Hukum
Pernikahan
Penetapkan
hukum nikah termasuk perkara yang selalu dikaitkan dengan kondisi orang yang
akan melakukannya. Dengan demikian kondisi tersebut dapat dijadikan sebagai
illat hukumnya. Hal yang dapat dimaklumi bahwa kondisi seseorang
itu berbeda antara yang satu dengan yang lainnya jika dilihat dari aspek
gejolak seks dan kemampuan pemberian nafkah.
Berangkat
dari perbedaan kondisi tersebut maka para ulama menghukumi nikah itu sesuai
dengan illat (sebab) yang ditemui dari seseorang yang akan melangsungkan
pernikahan. Memperhatikan berbagai macam
illat nikah maka hukum nikah dapat ditetapkan sebagai berikut:
1.Wajib,
hukum ini layak dibebakan kepada orang yang telah mampu memberi nafkah, jiwanya
terpanggil untuk nikah dan jika tidak nikah khawatir terjerumus ke lembah
perzinahan.
Hal ini diperkuat oleh
tuntunan agama bahwa menjaga diri dari perbuatan haram adalah wajib. Sedangkan
bagi yang hanya memiliki keinginan yang
kuat tapi belum mampu memberi nafkah,
maka lebih baik ia menahan diri. Hal ini didasari oleh firman Allah swt:
Artinya: “Dan orang-orang yang tidak
mampu kawin hendaklah menjaga kesucian (diri) nya, sehingga Allah memampukan
mereka dengan karunia-Nya.” (QS. AnNuur: 33)
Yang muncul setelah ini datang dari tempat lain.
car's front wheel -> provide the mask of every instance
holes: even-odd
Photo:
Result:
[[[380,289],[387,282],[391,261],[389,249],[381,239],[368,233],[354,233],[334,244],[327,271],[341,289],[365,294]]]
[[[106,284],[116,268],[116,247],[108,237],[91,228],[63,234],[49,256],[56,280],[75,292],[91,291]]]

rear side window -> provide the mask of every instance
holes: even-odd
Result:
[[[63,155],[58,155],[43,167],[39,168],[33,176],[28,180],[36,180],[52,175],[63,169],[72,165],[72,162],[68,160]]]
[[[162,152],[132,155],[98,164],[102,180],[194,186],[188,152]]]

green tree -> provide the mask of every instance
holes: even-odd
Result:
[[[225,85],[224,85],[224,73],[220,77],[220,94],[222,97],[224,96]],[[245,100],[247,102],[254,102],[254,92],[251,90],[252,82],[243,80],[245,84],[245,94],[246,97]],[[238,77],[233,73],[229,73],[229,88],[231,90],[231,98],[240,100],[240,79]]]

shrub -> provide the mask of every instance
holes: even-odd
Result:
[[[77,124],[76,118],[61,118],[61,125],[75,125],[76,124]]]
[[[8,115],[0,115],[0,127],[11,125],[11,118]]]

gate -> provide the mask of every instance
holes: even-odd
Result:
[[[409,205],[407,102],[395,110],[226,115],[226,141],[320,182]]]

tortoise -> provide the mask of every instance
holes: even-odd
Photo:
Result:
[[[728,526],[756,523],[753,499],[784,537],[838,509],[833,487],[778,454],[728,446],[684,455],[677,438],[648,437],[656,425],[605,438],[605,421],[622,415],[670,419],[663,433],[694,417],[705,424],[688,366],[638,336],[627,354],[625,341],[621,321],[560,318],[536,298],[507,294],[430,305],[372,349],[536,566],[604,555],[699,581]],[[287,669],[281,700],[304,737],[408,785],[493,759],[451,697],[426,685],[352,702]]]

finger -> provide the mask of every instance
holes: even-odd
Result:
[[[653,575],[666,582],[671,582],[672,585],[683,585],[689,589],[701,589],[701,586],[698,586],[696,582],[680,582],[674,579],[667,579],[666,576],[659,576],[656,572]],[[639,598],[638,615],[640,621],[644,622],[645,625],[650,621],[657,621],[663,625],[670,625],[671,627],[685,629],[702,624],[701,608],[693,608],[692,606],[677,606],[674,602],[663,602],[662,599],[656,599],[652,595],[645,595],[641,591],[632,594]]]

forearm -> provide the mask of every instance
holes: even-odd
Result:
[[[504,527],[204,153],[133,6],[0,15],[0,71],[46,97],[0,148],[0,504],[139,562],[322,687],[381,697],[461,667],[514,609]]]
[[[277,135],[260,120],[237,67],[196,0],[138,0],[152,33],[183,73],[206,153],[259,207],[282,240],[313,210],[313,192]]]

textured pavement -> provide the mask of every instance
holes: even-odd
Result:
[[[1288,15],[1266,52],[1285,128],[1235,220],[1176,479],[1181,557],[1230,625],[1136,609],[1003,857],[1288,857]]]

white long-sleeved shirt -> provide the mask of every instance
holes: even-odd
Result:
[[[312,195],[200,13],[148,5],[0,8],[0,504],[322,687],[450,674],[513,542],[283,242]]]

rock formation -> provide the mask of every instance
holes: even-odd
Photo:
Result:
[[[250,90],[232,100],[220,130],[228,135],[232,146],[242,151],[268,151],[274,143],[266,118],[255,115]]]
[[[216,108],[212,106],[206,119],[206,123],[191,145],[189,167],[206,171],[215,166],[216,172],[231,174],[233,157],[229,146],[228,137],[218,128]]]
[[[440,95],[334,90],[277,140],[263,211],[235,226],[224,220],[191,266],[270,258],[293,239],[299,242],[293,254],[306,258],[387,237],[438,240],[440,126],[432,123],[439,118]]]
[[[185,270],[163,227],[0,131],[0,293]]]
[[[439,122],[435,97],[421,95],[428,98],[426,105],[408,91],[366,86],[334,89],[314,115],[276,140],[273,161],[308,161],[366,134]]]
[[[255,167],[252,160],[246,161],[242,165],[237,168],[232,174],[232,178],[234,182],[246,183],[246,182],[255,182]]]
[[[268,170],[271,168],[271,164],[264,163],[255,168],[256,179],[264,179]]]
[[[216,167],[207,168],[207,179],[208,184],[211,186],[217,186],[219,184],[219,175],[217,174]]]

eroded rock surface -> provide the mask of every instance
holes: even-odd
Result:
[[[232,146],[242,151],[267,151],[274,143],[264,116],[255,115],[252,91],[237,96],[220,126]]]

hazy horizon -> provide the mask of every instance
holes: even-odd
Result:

Salah satu cara untuk menjaga diri
ketika gejolak nafsu bilogis yang memuncak bagi orang yang belum layak nikah
karena belum mampu menafkahi seperti tersebut di atas. disarankan agar ia memperbanyak puasa. Hal
ini diperkuat oleh Hadits Rasulullah saw
berikut ini:
Artinya: “Hai para pemuda, siapa
diantara kalian yang sudah mampu untuk menikah, maka menikahlah, karena nikah
dapat menahan pandangan dari maksiat dan dapat menjaga kemaluan dari berbuat
zina. Namun bagi siapa yang belum mampu hendaklah ia berpuasa karena puasa dapat
membentengi dorongan sahwat.” (HR. Bukhari)
2.Sunah,
hukum ini pantas bagi orang yang
merindukan pernikahan dan mampu memberi nafkah tapi sebenarnya ia masih mampu
menahan dirinya dari perbuatan zina.
Maka bagi orang seperti ini hukum nikah
menjadi sunah. Akan tetapi jika demikian kondisinya, nikah lebih baik baginya
dari pada membujang karena dalam nikah terdapat ibadah yang banyak.
Sedangkan membujang (tidak nikah) itu
seperti para pendeta Nasrani yang
dilarang oleh Rasulullah.
Artinya: “Nikahlah kamu sekalian karena
aku akan berbanyak-banyak umat pada hari Qiamat dan janganlah kamu seperti
pendeta Nasrani.”
Memperkuat
anjuran nikah, Umar pernah berkata kepada Abi Zawaid, hanya sifat lemah atau
melacurlah yang mencegahmu dari nikah. Berkata juga Ibnu Abbas bahwa tidak akan
sempurna ibadah seseorang sampai ia
menikah.
3. Haram, hukum ini layak bagi orang yang tidak mampu memberikan
nafkah dan jika ia memaksakan diri utnuk menikah akan mengkhianati isterinya atau suaminya,
baik dalam pemberian nafkah lahiriyah maupun batiniyah, sehingga dengan
perkawinan itu hak-hak istri/suami tidak terpenuhi.